There’s a move from a group of Democratic senators who introduced legislation last month to open up eligibility for Medicare starting at age 50. Ohio’s Sherrod Brown recalled one of his constituents in talking with reporters on the bill’s release. “I remember a few years ago, I was at a town hall meeting in Youngstown, Ohio, and a woman stood up and said ‘I’m 63 years old. My goal in life is to live ’til I’m 65 so I can get on Medicare. My goal in life isn’t to take a trip to New York or be able to see my grandchildren,'” Brown said. “She was so focused on her health care. She had two jobs at the time, both low-wage jobs and neither provided insurance. She just knew how important it was to have insurance and get on something that is popular and important and sufficient and effective as Medicare.”
Lowering the Medicare age has proved popular with the population in general—about half of the public told a recent Kaiser Family Foundation (KFF) poll they support adding to it, and 69% support the provisions in the American Rescue Plan that expanded federal subsidies for people to purchase plans.
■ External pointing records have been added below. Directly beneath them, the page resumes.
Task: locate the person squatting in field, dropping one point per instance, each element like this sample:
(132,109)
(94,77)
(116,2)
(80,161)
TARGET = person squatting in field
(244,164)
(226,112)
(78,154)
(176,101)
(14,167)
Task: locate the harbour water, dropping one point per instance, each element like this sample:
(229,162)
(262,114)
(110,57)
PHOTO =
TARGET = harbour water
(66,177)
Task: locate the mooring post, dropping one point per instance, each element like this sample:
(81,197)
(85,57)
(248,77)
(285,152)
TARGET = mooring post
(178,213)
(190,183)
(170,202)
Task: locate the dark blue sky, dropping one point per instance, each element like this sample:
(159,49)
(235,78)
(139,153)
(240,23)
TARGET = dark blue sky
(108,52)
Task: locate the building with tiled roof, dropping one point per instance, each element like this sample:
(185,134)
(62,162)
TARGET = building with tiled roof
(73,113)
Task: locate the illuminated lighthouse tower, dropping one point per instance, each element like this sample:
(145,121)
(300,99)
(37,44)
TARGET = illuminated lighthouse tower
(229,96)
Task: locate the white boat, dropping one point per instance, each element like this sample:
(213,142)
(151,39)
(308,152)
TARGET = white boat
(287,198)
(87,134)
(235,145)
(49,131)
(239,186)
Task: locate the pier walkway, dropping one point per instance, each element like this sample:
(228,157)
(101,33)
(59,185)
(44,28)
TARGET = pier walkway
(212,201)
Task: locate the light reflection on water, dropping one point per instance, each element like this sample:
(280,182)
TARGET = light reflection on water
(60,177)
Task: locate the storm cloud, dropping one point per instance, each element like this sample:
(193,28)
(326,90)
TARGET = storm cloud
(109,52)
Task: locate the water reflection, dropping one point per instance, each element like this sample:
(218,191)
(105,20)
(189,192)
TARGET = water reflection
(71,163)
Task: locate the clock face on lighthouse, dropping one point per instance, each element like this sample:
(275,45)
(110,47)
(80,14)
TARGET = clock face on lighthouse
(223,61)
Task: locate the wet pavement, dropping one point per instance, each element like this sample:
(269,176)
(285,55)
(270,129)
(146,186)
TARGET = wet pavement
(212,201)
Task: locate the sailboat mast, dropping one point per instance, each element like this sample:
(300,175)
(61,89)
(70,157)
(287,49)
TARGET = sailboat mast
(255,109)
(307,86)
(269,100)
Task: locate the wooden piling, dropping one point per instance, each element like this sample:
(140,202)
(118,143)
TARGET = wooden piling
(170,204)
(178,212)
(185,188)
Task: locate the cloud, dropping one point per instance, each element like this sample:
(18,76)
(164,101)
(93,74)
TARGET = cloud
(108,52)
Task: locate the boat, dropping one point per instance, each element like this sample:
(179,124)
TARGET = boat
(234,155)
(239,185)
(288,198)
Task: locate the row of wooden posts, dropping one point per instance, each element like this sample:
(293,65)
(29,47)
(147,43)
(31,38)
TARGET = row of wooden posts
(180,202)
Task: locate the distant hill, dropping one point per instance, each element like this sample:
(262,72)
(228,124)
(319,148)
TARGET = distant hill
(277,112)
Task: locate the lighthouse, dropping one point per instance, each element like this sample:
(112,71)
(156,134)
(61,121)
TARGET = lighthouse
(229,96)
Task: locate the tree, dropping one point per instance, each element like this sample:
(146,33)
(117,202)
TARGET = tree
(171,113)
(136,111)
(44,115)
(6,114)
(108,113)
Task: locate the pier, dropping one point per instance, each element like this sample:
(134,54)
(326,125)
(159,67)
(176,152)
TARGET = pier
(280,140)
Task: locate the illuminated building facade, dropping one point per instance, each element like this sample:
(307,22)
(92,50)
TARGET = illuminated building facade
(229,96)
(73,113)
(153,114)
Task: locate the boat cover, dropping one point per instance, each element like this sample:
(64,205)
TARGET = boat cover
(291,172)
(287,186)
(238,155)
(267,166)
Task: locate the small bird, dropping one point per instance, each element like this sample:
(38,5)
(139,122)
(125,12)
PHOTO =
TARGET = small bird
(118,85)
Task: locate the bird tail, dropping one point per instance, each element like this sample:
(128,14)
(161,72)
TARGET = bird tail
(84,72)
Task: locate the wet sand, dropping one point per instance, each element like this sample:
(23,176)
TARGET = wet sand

Both ideas are also popular with employers. A survey from Purchaser Business Group on Health (PBGH) and KFF released at the end of April shows how desperate large employers are to have healthcare costs reduced, and to be relieved of the burden of providing them. The CEOs and top executives surveyed nearly unanimously—87% of them—”believe the cost of providing health benefits to employees will become unsustainable in the next five-to-10 years, and 85% expect the government will be required to intervene to provide coverage and contain costs.”
Their costs for family coverage on employer-sponsored coverage grew 55% in the past 10 years, increasing “at a rate at least twice that of both wages (27%) and inflation (19%).” Not only do the business leaders think government will have to intervene, “83% said such actions would be better for their business and 86% said these actions would be better for their employees.” And “[r]elatively few respondents generally disagreed with proposals that would lower the age of Medicare eligibility to age 60 or create a new public plan coverage option, either for their own employees or the general public.”
This is who Biden and the Democrats need to gear up for their campaign to expand coverage. “Any efforts to expand public coverage options or restrain prices will be met with strong opposition from the health care industry,” said Larry Levitt, executive vice president for health policy at KFF and an author of the report. “Employers, who foot much of the nation’s health care bill, could be a powerful counterweight.”